Falco used the respite to pull in a cleansing breeze. Not through the chamber’s lone window, which looked out on a landscape as desiccated as its hideous ghoul-prince. From the past; a time when this hellish place had still been a functional shrine.

The Fallen One straightened, drawing a pitted and battered old energy blade.

“I abjure you and all of your kindred, elf!” he raged. “I spurned you in life, and doubly so, now!”

Arvendahl snorted, conjuring manna, his weapons and magical shielding.

“You were kicked aside like an unwanted puppy, rather,” he mocked. “Mongrel offspring of a drunken mistake.”

The elf-lord shuddered once more, remembering.

“That human ambassador’s scheming wench used a love potion, or it would never have happened. Then she took by me… and the brew’s effect lingered enough that I let her stay pregnant.”

Arvendahl gazed curiously at his half-blood son’s current form. Over the impaled woman’s groans, he said,

“You’ve decided to pass as a human, it appears… not that the change seems to have done you much good.”

“More than you ever did… father,” snapped Orrin, stepping aggressively forward. The corpse-lord ignited his energy blade, creating a spear of greenish-pale light that shadowed his worm-eaten face.

Arvendahl flowed into an easy, mocking defensive stance (still not touching the floor).

“I gave you Snowmont," he accused, "An entire province, which you used as a base for sedition and treachery. Had that accursed Tarandahl’s allies not prevented it, you would have tried to attack me… and failed at that, too.”

A faint, divine spark flared at Orrin’s moldering feet. Some small, captive shrine-goddess, it was. She held out both translucent hands, mutely appealing to Arvendahl. Sadly for her, he could not have cared less. Through Sherazedan, he’d fed on much better than her.

The elf-lord returned his gaze to War Marshall Orrin Trask, who’d started to speak, edging forward again.

“I have a plan,” raged Orrin, striking at that beautiful, scornful, unreachable elf. Lashed out with manna and weapons, both. Leapt forward in a whirlwind of dust and flies. “Once that boy and his god are in my hands, I will use their sacrifice to escape from this place! I can…”

“Muck things up worse than you already have,” snorted his tall, raven-haired father, spinning away from attack, striking back with Grassfire. The family sword burned with the flame that cannot be quenched, and it simply absorbed the force of Orrin’s assault, growing stronger with each futile blow. Metal screeched against burning light. Arvendahl backed, feeling his conjured body beginning to fade. “I ended your mother when her potion faded at last, and her clamor grew tiresome. Ought to have killed you, as well, but foolish sentiment stayed my hand.”

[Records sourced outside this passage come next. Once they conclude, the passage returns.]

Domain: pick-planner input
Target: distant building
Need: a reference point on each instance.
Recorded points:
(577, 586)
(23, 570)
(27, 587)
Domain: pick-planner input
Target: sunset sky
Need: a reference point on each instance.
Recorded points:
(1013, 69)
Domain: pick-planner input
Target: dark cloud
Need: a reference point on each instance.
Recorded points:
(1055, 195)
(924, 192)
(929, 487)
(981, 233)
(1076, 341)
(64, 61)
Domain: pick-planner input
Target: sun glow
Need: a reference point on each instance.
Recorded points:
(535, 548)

“Ended?” Orrin’s attack faltered, as he stared at the elf-lord, dumbfounded. “You told me she left. You said mother found someone else and ran off!”

Arvendahl shrugged.

“Ran off, died… what difference does it make? She was mortal. She would have been gone in less time than one savors a creamy dessert. Lessa earned what she got, and she ended more mercifully than you have dealt with either of these, or the Quetzali princess you managed to snare.”

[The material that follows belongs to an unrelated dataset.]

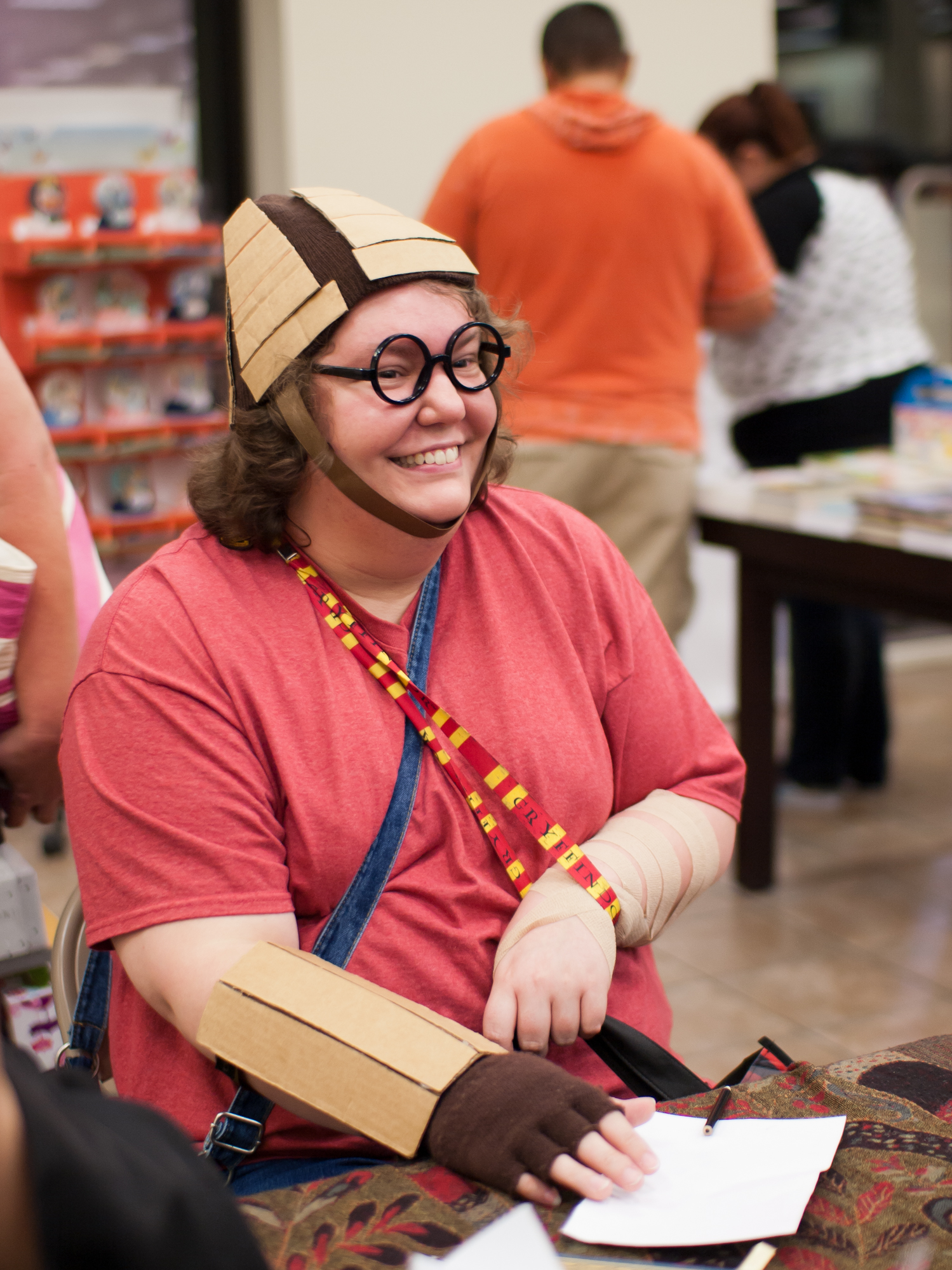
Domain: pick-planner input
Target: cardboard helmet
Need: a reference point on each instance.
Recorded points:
(295, 264)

Arvendahl glanced at the hook-skewered, twitching mortal, then down to that drained and shivering goddess.

“Unlike you, Orrin, I do not toy with those who are no longer useful. I exterminate them.”

The pair clashed one final time. Elf-lord and ghoul fell on each other in bitter combat. A great flare of red light was seen for hundreds of miles around, painting the northern sky a deep, bloody scarlet. A thunderous roar shook the ground, as Far Keep’s rusted steel and crumbling rock were seared hollow. Purged in flame, clear to the edge of its mountainous borders. And then…?

Ah, then! The survivor rose up and took action, bringing the fight to his unwary prey.